How Bad Do You Want It perfectly introduces the exciting new understanding emerging in the world of sports psychology and exercise physiology. Fitzgerald uses key examples from some of the world’s most famous and celebrated athletes…to distill down highly scientific concepts and cutting edge theories into real world examples and situations that anyone can grasp. A superb book…If you want to succeed at your next race, to break through to a new PR, or reach a new level in your running, then I highly suggest this book. It will give you many of the latest tools and theories for doing just that, written in a way that allows you to apply them to your running, from the first to the last page.” ― Colorado Runner

“Fitzgerald is a skilled writer and the drama and excitement of the various races really jump off the pages. If you are feeling a bit unmotivated about running, this would be a great book to pick up, as you are likely to be inspired by all of the thrilling stories.” ― Run Oregon

"This fascinating book explains why perception of effort is so crucial to maximizing athletic performance.
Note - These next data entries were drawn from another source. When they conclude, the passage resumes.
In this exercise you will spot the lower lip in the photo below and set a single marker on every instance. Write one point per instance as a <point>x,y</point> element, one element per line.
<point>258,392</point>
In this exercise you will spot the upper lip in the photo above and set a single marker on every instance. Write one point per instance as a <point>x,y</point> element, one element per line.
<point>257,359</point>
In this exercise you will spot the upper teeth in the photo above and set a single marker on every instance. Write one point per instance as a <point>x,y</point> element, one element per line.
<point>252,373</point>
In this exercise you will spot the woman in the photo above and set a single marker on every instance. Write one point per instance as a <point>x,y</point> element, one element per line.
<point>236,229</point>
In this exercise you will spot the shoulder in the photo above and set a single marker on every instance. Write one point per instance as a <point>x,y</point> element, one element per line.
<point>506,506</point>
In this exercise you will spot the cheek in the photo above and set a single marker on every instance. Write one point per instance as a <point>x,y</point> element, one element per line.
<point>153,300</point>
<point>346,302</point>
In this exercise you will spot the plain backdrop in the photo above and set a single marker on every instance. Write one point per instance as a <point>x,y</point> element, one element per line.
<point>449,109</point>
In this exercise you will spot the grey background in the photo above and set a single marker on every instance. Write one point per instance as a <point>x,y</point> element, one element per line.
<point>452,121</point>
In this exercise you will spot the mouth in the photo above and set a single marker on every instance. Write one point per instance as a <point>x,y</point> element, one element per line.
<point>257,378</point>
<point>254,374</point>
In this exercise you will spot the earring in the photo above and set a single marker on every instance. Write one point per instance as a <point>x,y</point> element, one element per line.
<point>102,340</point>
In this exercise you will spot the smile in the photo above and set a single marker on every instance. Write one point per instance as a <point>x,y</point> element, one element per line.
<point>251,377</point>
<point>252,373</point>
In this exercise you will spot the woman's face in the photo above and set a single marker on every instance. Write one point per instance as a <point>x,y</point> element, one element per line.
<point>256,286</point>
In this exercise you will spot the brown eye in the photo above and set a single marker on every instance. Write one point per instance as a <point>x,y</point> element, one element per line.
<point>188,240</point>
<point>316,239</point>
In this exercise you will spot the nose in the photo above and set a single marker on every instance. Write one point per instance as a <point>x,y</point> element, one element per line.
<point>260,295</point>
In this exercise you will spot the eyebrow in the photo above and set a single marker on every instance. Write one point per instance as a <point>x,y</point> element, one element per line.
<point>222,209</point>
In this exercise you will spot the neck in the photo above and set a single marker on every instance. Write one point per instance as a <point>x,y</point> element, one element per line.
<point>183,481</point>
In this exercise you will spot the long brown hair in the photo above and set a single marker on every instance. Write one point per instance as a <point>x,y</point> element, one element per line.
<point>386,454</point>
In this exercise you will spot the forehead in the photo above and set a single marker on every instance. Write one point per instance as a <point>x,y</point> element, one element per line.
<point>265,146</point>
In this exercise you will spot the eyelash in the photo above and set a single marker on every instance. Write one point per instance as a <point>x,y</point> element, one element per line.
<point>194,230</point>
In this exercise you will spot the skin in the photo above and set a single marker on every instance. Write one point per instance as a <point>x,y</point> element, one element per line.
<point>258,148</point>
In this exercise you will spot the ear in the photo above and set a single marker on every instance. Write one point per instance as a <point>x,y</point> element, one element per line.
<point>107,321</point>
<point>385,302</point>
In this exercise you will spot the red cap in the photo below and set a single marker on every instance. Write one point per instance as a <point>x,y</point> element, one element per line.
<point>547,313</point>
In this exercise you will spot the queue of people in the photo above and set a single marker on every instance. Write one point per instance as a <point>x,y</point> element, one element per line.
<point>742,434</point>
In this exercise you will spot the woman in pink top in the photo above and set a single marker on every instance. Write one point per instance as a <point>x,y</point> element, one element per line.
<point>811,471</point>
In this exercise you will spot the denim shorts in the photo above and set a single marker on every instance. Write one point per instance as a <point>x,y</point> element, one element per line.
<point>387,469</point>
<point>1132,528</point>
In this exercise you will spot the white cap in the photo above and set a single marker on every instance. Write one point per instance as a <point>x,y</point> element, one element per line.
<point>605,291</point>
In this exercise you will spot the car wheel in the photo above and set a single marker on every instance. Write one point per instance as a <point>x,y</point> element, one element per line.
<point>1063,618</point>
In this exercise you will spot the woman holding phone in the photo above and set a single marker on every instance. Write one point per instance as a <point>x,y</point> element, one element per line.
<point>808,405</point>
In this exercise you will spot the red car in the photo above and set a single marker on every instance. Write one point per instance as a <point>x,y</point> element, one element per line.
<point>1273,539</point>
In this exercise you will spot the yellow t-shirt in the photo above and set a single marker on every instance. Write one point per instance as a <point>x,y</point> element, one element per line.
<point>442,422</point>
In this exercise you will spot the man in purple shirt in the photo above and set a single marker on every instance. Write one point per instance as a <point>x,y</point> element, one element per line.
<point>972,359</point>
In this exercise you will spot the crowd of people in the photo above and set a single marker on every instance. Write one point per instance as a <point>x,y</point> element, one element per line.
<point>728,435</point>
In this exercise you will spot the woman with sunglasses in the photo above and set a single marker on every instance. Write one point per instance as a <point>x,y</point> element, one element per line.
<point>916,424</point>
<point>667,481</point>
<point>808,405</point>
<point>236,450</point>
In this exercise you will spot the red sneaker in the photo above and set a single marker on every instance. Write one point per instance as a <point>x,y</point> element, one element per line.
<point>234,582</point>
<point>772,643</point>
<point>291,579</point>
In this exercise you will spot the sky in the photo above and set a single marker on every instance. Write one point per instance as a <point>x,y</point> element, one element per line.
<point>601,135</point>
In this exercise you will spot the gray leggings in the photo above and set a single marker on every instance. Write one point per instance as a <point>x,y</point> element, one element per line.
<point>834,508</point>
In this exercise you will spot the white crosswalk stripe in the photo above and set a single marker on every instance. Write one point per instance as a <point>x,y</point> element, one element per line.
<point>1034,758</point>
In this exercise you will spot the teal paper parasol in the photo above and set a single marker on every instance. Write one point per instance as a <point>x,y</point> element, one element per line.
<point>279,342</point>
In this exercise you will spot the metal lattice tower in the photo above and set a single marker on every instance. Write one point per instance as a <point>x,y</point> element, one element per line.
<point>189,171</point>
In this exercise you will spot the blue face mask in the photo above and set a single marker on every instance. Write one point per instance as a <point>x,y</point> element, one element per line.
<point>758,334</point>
The mental toughness behind a dozen breakthrough endurance performances in cycling, running, triathlon, and rowing is analyzed through spectacular storytelling, first-person interviews, and powerful new psychobiological theory. Fitzgerald has a gift for making exercise science come alive with pulse-pounding stories of elite athletes engaged in the most pivotal races of their lives." – Saltmarsh Running

Book Description

The greatest athletic performances take place in the mind, not the body. How Bad Do You Want It? explores some of the greatest moments in endurance sports to mine concrete habits and tactics we can use to cultivate our own mental strength.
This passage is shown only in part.